Medo O passo seguinte foi a devida homenagem a quem o influenciou. A mais óbvia surgiu logo à primeira longa-metragem, “The Last House on the Left”, de 1972. Craven partiu de “A Fonte da Virgem” (1960), de Ingmar Bergman. Deu–lhe umas quantas voltas e desenvolveu a história à sua maneira. Isto na sala de cinema deu numa intensidade original e criativa, para quem apostava em histórias assustadoras e nunca mais as largou. O próprio Craven o reconheceu. Disse em entrevista ao “AV Club” em 2009: “Nunca tinha feito um filme, nunca tinha escrito um filme. Tinha deixado a escola um ano antes, aprendi ali os ritmos de fazer um filme. Quase só usámos actores amadores. Recordando tudo isto, acho que fizemos um óptimo trabalho.”

E continuaram, danados para aterrorizar o mundo. “The Hills Have Eyes” (1977) e os perigos de nos perdermos pelas estradas erradas; mais “A Bênção do Anjo Negro” (1981), quando os tractores já matavam as pessoas. A este último juntou-se “Perigo no Pântano”, em 1982, para completar uma dupla com menos sucesso na bilheteira e igual comportamento junto da crítica. Disse Craven à revista “Filmmaker Magazine” no ano passado: “Descobri que se tens dois filmes seguidos que não são um sucesso, não importa quantos fizeste que foram bem recebidos. O telefone pára de tocar.”

NúmerosDepois vieram as dívidas e os enrascanços, até que o artista decidiu trabalhar uma coisa nova, com calma – quase sem dinheiro para o papel da máquina de escrever mas concentradíssimo. Contou com o apoio de Bob Shaye, o fundador da produtora New Line Cinema, e ambos conquistaram a mudança que tanto procuravam com “Pesadelo em Elm Street”. Feito.
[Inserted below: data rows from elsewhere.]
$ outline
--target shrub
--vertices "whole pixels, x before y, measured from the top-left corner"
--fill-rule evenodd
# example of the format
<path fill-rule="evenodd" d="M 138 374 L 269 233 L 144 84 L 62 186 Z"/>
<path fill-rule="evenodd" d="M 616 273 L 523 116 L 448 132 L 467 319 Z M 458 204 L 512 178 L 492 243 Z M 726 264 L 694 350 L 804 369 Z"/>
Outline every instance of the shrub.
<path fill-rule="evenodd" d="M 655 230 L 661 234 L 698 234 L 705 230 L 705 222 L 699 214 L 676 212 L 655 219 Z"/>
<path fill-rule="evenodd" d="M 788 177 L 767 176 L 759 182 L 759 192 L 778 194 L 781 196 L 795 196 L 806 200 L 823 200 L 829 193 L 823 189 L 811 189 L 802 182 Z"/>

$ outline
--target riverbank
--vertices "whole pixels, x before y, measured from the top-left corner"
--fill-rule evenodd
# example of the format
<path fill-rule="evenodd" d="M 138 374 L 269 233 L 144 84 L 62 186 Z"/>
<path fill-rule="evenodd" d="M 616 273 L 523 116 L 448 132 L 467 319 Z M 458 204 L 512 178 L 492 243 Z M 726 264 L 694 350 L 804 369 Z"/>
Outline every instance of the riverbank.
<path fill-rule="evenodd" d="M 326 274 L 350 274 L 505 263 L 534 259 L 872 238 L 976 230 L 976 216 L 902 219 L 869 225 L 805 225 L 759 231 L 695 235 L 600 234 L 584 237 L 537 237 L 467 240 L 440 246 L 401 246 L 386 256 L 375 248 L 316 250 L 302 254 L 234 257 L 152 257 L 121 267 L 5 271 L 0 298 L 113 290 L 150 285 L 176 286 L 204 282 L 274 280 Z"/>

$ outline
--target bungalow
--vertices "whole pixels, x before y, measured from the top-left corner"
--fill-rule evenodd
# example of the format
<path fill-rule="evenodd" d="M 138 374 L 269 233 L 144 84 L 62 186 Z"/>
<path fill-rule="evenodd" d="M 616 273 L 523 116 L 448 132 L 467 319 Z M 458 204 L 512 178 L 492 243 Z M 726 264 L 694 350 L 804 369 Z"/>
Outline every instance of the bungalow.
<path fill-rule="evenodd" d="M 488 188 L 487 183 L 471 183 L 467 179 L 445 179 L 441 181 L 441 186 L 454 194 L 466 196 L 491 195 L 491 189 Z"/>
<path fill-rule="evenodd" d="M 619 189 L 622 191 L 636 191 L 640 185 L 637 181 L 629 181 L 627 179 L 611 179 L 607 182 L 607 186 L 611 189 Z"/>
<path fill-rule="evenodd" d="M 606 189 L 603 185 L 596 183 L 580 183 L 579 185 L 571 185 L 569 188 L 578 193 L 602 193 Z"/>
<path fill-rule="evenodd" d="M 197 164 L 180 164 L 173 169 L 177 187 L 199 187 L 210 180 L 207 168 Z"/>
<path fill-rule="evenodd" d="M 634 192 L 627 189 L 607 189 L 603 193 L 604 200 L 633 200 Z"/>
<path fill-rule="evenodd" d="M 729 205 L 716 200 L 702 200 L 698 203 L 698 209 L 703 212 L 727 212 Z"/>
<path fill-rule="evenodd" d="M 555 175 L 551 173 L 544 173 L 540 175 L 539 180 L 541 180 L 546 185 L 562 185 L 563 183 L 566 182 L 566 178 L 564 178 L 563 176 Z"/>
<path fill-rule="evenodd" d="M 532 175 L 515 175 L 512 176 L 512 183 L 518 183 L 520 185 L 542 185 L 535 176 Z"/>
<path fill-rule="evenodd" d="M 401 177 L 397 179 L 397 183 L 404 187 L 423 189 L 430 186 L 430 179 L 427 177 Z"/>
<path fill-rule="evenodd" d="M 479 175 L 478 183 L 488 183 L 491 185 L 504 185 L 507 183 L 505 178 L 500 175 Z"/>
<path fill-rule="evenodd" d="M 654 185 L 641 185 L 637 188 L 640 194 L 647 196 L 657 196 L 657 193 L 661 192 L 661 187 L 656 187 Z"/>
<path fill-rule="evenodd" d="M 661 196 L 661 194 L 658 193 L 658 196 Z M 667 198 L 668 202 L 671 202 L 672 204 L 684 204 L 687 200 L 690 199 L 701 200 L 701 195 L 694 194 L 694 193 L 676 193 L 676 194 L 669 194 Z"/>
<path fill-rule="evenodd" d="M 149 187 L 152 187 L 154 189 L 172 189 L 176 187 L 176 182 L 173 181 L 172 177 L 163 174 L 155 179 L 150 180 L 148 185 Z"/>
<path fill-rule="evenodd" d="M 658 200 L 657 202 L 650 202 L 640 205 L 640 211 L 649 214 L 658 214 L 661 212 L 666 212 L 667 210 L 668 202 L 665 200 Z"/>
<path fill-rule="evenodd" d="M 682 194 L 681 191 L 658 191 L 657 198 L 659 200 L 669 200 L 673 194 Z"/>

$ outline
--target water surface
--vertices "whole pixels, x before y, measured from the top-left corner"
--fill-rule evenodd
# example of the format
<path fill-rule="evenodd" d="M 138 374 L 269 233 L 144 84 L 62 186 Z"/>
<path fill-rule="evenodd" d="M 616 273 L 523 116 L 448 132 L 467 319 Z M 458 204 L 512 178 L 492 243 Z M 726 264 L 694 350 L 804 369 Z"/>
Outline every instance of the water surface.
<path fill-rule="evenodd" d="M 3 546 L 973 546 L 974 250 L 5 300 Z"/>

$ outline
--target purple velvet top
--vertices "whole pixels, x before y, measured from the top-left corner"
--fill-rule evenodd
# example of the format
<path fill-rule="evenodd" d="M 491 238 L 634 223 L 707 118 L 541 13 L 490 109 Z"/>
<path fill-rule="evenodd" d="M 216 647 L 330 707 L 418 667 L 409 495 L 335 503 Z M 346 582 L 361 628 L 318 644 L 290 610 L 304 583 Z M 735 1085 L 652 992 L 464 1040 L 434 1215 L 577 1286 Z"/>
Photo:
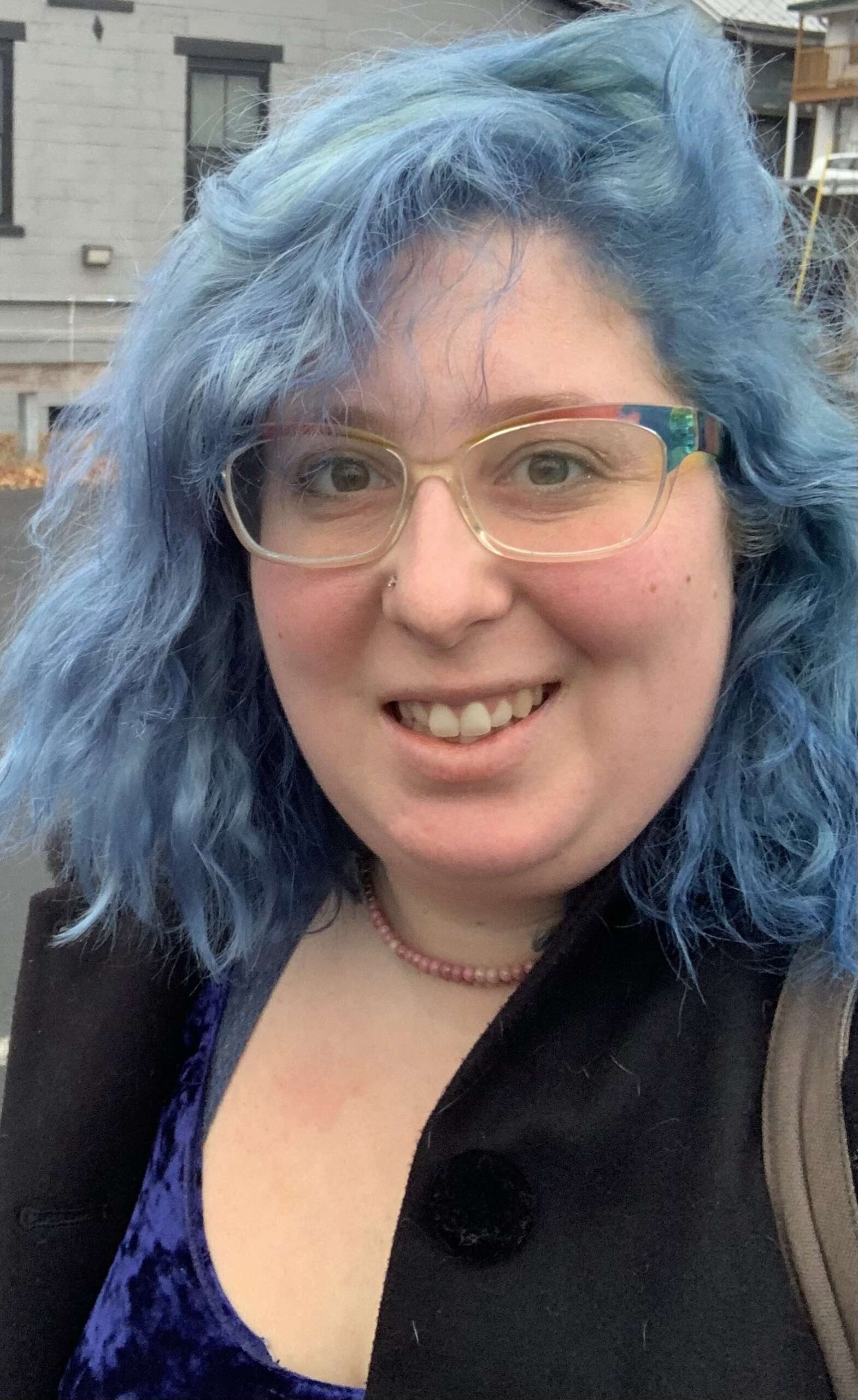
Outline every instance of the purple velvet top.
<path fill-rule="evenodd" d="M 203 1233 L 202 1123 L 227 990 L 225 983 L 209 984 L 192 1008 L 176 1093 L 161 1116 L 134 1212 L 66 1368 L 59 1400 L 364 1396 L 272 1361 L 214 1273 Z"/>

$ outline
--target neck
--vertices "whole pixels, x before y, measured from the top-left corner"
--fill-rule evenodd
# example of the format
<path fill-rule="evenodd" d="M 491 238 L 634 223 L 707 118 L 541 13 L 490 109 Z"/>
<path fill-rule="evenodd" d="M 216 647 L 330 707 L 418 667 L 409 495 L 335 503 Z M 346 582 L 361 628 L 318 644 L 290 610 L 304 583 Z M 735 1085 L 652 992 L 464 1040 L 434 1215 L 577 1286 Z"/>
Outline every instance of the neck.
<path fill-rule="evenodd" d="M 540 935 L 563 914 L 563 893 L 498 897 L 497 882 L 467 889 L 455 881 L 426 885 L 381 861 L 371 864 L 375 897 L 398 938 L 445 962 L 477 967 L 522 963 L 540 952 Z M 536 946 L 535 946 L 536 945 Z"/>

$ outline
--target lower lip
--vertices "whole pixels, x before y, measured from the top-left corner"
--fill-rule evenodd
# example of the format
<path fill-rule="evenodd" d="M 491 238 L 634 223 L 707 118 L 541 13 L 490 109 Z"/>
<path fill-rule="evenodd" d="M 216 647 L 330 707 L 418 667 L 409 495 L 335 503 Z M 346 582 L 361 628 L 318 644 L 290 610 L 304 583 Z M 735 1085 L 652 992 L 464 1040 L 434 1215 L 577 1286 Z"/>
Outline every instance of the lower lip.
<path fill-rule="evenodd" d="M 449 739 L 417 734 L 386 710 L 381 711 L 381 717 L 398 753 L 424 777 L 437 783 L 481 783 L 507 773 L 526 757 L 539 739 L 543 720 L 553 708 L 560 690 L 557 686 L 526 720 L 516 720 L 515 724 L 495 729 L 474 743 L 452 743 Z"/>

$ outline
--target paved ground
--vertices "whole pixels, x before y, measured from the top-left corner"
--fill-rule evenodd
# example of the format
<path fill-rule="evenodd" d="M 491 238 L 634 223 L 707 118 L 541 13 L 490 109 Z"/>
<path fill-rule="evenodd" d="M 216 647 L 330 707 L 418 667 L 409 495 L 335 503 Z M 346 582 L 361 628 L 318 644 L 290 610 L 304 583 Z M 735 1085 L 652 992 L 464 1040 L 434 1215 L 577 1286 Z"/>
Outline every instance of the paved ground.
<path fill-rule="evenodd" d="M 25 543 L 22 532 L 41 498 L 41 491 L 0 490 L 0 638 L 7 636 L 15 594 L 24 584 L 28 564 L 35 560 L 35 550 Z M 0 746 L 1 742 L 0 724 Z M 0 1096 L 27 909 L 31 896 L 49 885 L 53 878 L 41 851 L 0 860 Z"/>

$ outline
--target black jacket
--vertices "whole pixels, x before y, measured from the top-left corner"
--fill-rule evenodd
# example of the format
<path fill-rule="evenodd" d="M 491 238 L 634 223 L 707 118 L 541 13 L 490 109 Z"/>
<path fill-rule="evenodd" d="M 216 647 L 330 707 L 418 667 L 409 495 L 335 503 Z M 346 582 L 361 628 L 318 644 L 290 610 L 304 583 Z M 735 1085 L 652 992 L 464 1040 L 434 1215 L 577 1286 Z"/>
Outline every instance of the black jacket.
<path fill-rule="evenodd" d="M 711 949 L 703 995 L 687 988 L 635 920 L 617 867 L 581 888 L 575 930 L 549 944 L 430 1116 L 367 1400 L 833 1394 L 763 1173 L 780 979 L 739 949 Z M 125 1233 L 200 986 L 133 938 L 49 949 L 71 897 L 60 886 L 34 896 L 14 1009 L 0 1121 L 3 1400 L 56 1396 Z M 855 1151 L 855 1043 L 844 1103 Z"/>

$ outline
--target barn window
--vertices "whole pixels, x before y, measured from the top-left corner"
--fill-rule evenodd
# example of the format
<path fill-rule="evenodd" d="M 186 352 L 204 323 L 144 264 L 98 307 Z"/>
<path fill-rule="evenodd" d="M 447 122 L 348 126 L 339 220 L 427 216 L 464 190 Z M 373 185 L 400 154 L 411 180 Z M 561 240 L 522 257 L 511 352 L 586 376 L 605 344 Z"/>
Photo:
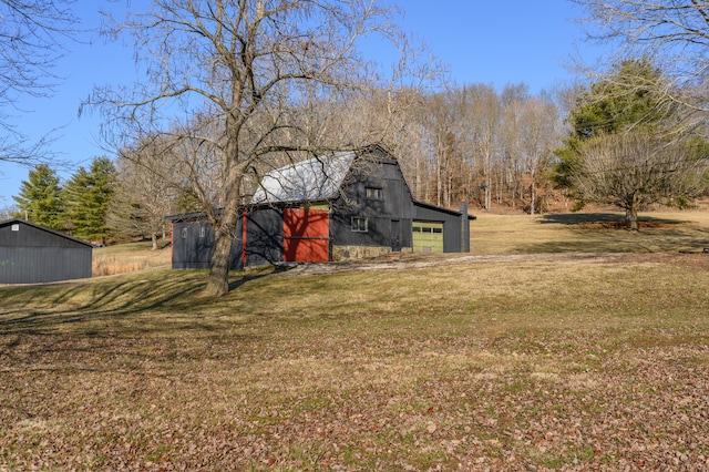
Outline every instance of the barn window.
<path fill-rule="evenodd" d="M 384 192 L 381 188 L 367 187 L 367 198 L 384 199 Z"/>
<path fill-rule="evenodd" d="M 359 216 L 352 217 L 352 230 L 358 233 L 367 233 L 367 218 Z"/>

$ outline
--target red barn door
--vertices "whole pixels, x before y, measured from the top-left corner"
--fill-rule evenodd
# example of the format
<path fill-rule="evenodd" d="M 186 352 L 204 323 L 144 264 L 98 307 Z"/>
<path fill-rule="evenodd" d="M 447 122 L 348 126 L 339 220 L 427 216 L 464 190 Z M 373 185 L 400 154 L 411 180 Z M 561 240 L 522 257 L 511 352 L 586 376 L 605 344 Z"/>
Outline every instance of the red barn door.
<path fill-rule="evenodd" d="M 284 260 L 327 263 L 330 260 L 330 214 L 327 209 L 284 211 Z"/>

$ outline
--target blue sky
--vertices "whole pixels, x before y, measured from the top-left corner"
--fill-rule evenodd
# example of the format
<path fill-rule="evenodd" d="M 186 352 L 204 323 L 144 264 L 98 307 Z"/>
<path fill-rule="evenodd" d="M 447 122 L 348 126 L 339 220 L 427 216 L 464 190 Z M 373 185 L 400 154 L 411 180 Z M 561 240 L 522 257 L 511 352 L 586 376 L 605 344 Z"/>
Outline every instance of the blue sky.
<path fill-rule="evenodd" d="M 146 0 L 132 0 L 133 7 Z M 593 59 L 595 49 L 583 41 L 583 27 L 573 20 L 582 12 L 569 0 L 398 0 L 404 11 L 400 24 L 423 40 L 450 70 L 458 84 L 485 83 L 502 89 L 524 82 L 532 93 L 569 81 L 571 58 Z M 79 0 L 78 13 L 86 29 L 100 23 L 99 9 L 107 0 Z M 38 138 L 56 130 L 52 150 L 72 165 L 88 166 L 101 148 L 96 113 L 78 116 L 79 105 L 94 85 L 132 83 L 132 50 L 105 44 L 95 34 L 69 45 L 55 69 L 63 80 L 51 99 L 25 100 L 16 123 Z M 369 51 L 366 51 L 369 53 Z M 376 53 L 376 51 L 371 51 Z M 72 168 L 61 170 L 69 178 Z M 0 208 L 12 205 L 28 168 L 0 162 Z"/>

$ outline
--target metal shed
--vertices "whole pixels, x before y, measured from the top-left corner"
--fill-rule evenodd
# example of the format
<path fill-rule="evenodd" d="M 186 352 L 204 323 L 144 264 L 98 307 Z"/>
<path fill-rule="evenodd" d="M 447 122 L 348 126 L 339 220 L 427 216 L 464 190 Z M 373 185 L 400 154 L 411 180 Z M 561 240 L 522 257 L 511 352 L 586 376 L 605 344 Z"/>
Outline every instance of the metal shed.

Nunca mais nada foi igual. Incluindo o cinema de terror. Craven transformava-se numa marca, que depois fez episódios da “Twilight Zone” recuperada para os anos 80, filmes como  “A Maldição dos Mortos Vivos”, “100 000 Volts de Terror” ou“Prisioneiros na Cave”.

Decidiu não lutar contra o estereótipo que criara. “Quando tens um nome que quer dizer susto, tens de viver com isso”, confessou em 2005 ao jornal “Tampa Bay Times”. Para uma nova geração fez quatro filmes da saga “Gritos” e fitas mainstream como“Red Eye”. Apesar de quase nunca ter saído do rumo que estabeleceu desde o início (os maiores desvios assinou-os com “Melodia doCoração” e um dos segmentos de “Paris, Je t’Aime”), nunca se cansou de trabalhar nem de procurar mais no meio da mesma linguagem. Voltando à entrevista ao“AV Club”: “Tento não olhar muito para trás. Acho que isso é o mais importante para nos mantermos originais.”